• Katherine Arthurs

Crispy Smashed Yukon Potatoes with Gorgonzola

Are you ready for this! Gorgonzola is basically LIFE paired with crispy Yukon potatoes...and I don't eat a lot of potatoes...BUT when I do - these are on the top of the list.

Love the crispy outside, creamy insides and the richness from the Gorgonzola! OK, I'll just have a plate of these...forget the steak!

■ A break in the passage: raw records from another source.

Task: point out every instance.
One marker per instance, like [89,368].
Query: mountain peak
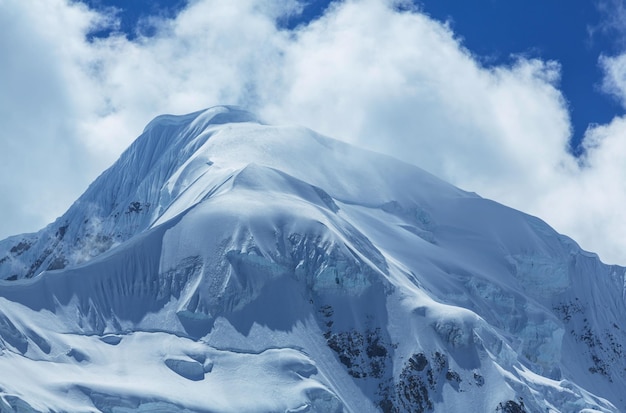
[221,257]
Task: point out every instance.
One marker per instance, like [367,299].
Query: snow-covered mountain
[223,265]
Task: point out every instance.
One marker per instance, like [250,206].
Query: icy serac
[224,265]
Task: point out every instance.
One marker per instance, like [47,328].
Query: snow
[225,265]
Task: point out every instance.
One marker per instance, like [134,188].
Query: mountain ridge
[359,282]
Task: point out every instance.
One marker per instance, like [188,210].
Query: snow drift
[223,265]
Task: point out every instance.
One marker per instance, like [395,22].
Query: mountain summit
[224,265]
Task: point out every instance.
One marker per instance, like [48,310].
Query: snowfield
[224,265]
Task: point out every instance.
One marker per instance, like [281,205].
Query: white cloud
[397,82]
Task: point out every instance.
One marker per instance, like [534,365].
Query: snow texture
[224,265]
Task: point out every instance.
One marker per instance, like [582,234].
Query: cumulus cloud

Crispy Smashed Yukon Potatoes with Gorgonzola

1 pound Yukon potatoes (the smaller ones, if possible)

1 teaspoon salt

2 tablespoons butter

sprinkle of salt & pepper

1/2 cup gorgonzola, cubed or roughly cut up.

chives, chopped

Fill a medium sized pot with water. Add the potatoes and salt. Bring to a boil. Cook for 4-6 minutes, until the potatoes are tender but not all the way cooked through. Drain water and let the potatoes sit in the strainer for a couple of minutes.

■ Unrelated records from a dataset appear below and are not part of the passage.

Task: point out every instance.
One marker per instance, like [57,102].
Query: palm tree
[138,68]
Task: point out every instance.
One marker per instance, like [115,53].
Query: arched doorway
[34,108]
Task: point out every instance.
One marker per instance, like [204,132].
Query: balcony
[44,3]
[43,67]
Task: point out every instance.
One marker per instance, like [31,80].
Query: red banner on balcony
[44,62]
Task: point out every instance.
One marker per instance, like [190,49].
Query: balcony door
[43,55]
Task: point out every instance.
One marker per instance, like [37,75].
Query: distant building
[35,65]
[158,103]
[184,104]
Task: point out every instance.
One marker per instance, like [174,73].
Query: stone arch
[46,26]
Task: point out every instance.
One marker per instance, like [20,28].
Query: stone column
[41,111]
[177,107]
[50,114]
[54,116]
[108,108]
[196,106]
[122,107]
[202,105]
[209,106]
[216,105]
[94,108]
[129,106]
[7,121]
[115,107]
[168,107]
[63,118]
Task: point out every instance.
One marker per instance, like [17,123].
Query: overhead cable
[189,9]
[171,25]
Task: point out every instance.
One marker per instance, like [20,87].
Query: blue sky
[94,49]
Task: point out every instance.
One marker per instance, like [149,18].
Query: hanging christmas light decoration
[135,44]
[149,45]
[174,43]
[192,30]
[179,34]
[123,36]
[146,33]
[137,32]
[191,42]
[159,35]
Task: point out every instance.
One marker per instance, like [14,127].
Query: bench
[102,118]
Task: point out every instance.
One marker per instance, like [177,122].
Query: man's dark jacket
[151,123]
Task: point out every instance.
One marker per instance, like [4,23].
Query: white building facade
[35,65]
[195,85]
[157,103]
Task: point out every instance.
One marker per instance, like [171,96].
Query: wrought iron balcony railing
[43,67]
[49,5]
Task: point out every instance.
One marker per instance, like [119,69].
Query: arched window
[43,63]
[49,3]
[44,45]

Meanwhile, heat a heavy pan (like a cast iron pan) over medium/low heat. Add butter and melt. Add the strained potatoes to the pan. Using a fork or a spatula, smashed the potatoes. NOW this is a tricky part - it can be hard to do and the potatoes will likely fall apart. After 1 or 2 you will get the hang of it. Don't smashed them down like a completely flat pancake- you want to smashed them down about half way. Once all are smashed, let them sit on that side for 6 minutes or when they are very crispy. Flip them all over for another 6 minutes or when they are crispy on this side. Remove from heat and sprinkle with salt, pepper, gorgonzola and chives. Eat HOT.